My thought about the future goes something like this: We’re each one of us in his or her right place at the right time. The events in our lives are all a part of some vast harmonious whole and often not at all what they appear to be, as my former blog about the sunset brought out. I tell Katie and she nods in agreement. Her confidence and my theory await the unfolding of the day’s events and there are untold unnumbered unknowns. Somehow the pieces will come together in some way like the pieces of a jigsaw puzzle. 

Do I really believe that? I’m not sure. It would mean that the picture on the puzzle was completed some time ago, that the future will only restore the whole scene of what already is. It would be a fatalistic view of life, one we have only to step into cautiously and let play out. I prefer to think we have more of a hand in painting the picture.
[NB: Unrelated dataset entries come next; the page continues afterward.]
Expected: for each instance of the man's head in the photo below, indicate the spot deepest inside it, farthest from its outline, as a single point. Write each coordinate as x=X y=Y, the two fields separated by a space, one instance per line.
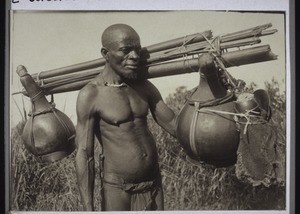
x=121 y=49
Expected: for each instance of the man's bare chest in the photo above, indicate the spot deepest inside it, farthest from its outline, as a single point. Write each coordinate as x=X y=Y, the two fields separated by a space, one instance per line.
x=122 y=105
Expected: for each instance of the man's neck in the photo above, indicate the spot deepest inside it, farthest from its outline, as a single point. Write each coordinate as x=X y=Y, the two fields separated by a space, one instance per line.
x=111 y=77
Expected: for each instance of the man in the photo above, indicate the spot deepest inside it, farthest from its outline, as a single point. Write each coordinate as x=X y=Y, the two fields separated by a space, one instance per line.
x=114 y=107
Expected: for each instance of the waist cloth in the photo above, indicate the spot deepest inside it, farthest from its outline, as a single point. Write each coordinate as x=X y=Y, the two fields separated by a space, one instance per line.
x=142 y=194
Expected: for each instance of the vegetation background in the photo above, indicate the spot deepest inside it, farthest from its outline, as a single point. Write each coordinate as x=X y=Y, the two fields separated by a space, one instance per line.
x=52 y=187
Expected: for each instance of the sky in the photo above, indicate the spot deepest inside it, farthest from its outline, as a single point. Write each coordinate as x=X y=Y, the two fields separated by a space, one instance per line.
x=43 y=40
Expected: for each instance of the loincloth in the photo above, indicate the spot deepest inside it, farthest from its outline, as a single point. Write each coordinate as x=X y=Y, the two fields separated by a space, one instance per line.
x=142 y=194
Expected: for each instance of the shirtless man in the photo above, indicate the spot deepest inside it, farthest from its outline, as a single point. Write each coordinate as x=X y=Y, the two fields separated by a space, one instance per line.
x=114 y=107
You see, as we grow older we generally take more time to think things out. We need to watch out that we don’t become mere spectators, live our lives vicariously through others. Book-reading, television, movies, the daily news, and what goes on in the lives of those nearest and dearest, all these are all right if they don’t eclipse one’s own unique purpose in the grand scheme of things. And what is that? Well, if you do as I do, you’ll sit down and begin to write. You smarter ones may skip that step; you'll just be up and doing. Ideas tend to come out of blank pages, whether on paper, electronic devices or getting right down to business. We need at some time to get up and start doing. See what happens, pray along the way that wisdom and love are leading, and before you know it that page is done. Like this one.


1 comment:

  1. I wonder if you have printed out hard copies of these BLOGs? Always good to have a backup copy. I also wonder if you read older versions of your BLOGs, would you find that they were still relevant or in need of updating? I ask this as I may someday publish these writings in your honor! Here's what got me thinking about this:

    We've been reading a book by Clifford P. Smith called Historical Sketches from the Life of Mary Baker Eddy and the History of Christian Science. Mrs. Eddy's first edition of her textbook, Science and Health, had been less than wonderful. It was full of errors and misprints from the first publisher. So, as she recounts, "I had spent one year of incessant toil upon the second manuscript of my book, Science and Health, and put it into the hands of a printer for publication, who, I found, had allowed it to be taken from his possession, and I was thus obliged to return, in the sackcloth of disappointment, without it." She kept at the writing, though, and when she passed away, 35 years later, she had revised the book 432 times!! She explains why on page 361:21 of her textbook.